Written by Ariyanna Norman
Photos provided by Nadia Mathews
If you were to cross Dancing with the Stars with Glee, it would look like the ballroom dance program at American Leadership Academy (ALA) in Queen Creek. This isn’t simply smooth footwork on hard wood; every routine has lifts, spins, and or flips – each aerial trick more impressive than the last. This talented group of high schoolers will be competing in the U.S. National Amateur Dancesport Championships in Utah and the Gem State Classic in Idaho this week.
Although nearly fifty students make up the ALA ballroom teams, two outstanding dancers are selected for a duet competition. The National Cabaret Championships are a special category at Gem State. Nadia Mathews, a senior at ALA, and her partner Trevor Jones, will perform a piece titled “Alive.”

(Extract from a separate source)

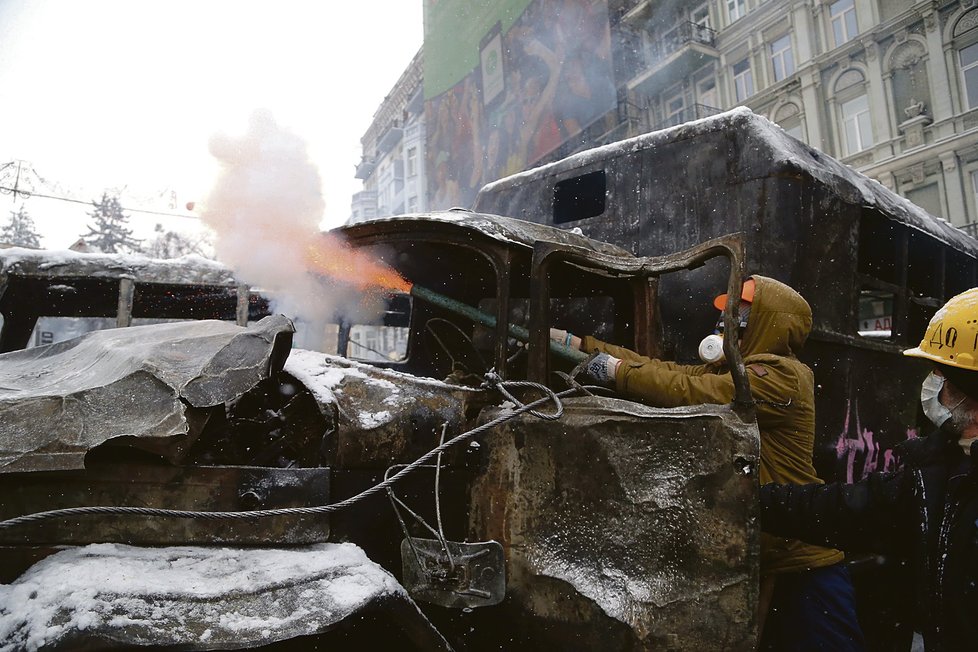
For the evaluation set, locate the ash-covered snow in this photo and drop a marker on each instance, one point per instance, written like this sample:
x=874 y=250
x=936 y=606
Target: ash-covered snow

When Mathews performs she doesn’t think, she feels. “When I dance ‘Alive’ I feel like it’s heartbreak and love,” she says. To make her performances great, she tries to portray the song’s story through expressions and movements.
When Mathews found out she was selected for this year’s duo, she was excited yet nervous because she didn’t believe she was ready. She’s only been performing this style of dance since her freshman year and she did not grow up taking dance lessons. But after lots of practice with her partner the dance really started coming together. “I felt better and more secure with him and more secure with my coach and loving the dance,” says Mathews.

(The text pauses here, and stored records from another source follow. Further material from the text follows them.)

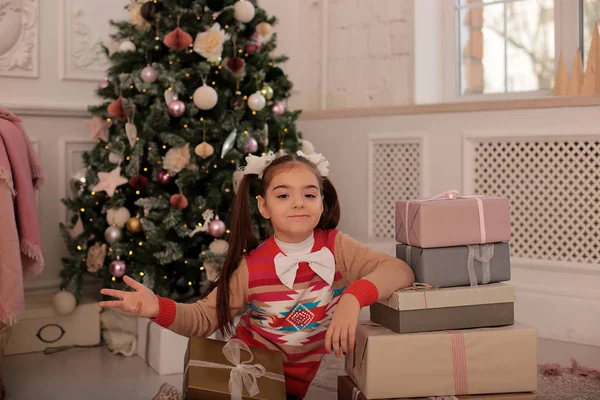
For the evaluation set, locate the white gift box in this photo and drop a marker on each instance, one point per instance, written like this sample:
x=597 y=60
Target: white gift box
x=41 y=327
x=162 y=349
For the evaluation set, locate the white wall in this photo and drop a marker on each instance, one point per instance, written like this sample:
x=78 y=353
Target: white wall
x=347 y=53
x=559 y=298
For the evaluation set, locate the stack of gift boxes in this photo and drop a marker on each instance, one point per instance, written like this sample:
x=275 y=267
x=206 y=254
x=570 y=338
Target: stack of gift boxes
x=453 y=332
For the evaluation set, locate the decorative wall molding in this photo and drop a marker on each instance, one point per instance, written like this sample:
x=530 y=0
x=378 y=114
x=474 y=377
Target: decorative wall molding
x=81 y=34
x=385 y=184
x=19 y=38
x=48 y=110
x=70 y=161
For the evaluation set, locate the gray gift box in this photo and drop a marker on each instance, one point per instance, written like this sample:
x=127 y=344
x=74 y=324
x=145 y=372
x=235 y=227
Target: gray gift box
x=450 y=266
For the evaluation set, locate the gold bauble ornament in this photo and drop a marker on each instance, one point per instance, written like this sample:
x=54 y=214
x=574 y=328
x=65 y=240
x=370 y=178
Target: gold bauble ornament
x=134 y=225
x=204 y=150
x=267 y=91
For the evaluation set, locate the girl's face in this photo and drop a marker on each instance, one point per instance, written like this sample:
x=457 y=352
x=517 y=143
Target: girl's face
x=293 y=202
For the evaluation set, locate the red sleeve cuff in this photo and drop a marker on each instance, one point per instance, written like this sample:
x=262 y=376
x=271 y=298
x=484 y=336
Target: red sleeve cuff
x=365 y=292
x=166 y=312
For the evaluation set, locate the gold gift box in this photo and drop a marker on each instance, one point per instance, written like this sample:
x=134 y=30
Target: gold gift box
x=208 y=371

Mathews has tried other styles of dance but she says ballroom inspires her. She really enjoys dancing with a partner and working together to create stories. “It’s not only a single person dance. It’s a team, and you feel like you’re a part of a team when you dance ballroom,” she says.
Although her parents won’t be able to attend the out-of-state competitions, she says they are very inspirational and supportive. Her grandfather also pushes her to be better. “He’s always told me to keep my back straight, smile, and love what you do,” said Mathews.
After graduation, Mathews plans to go to community college for two years and then transfer to a university. She wants to major in dentistry and minor in fine arts. She is considering Brigham Young University in Utah and BYU-Idaho, which have ballroom dance companies that compete and perform internationally.
Since there are only two national competitions in the US for high school students, ALA dance teacher/choreographer Alycesun Clare has considered taking the students to Europe for future competitions. Clare started the program six years ago.
What began as 15 students practicing in a parking lot has transformed into 900 students participating in three ballroom dance teams and several dance classes of different genres. She hopes to see ballroom dance grow in Arizona; currently, ALA is the only high school ballroom program in the state so they can’t compete locally.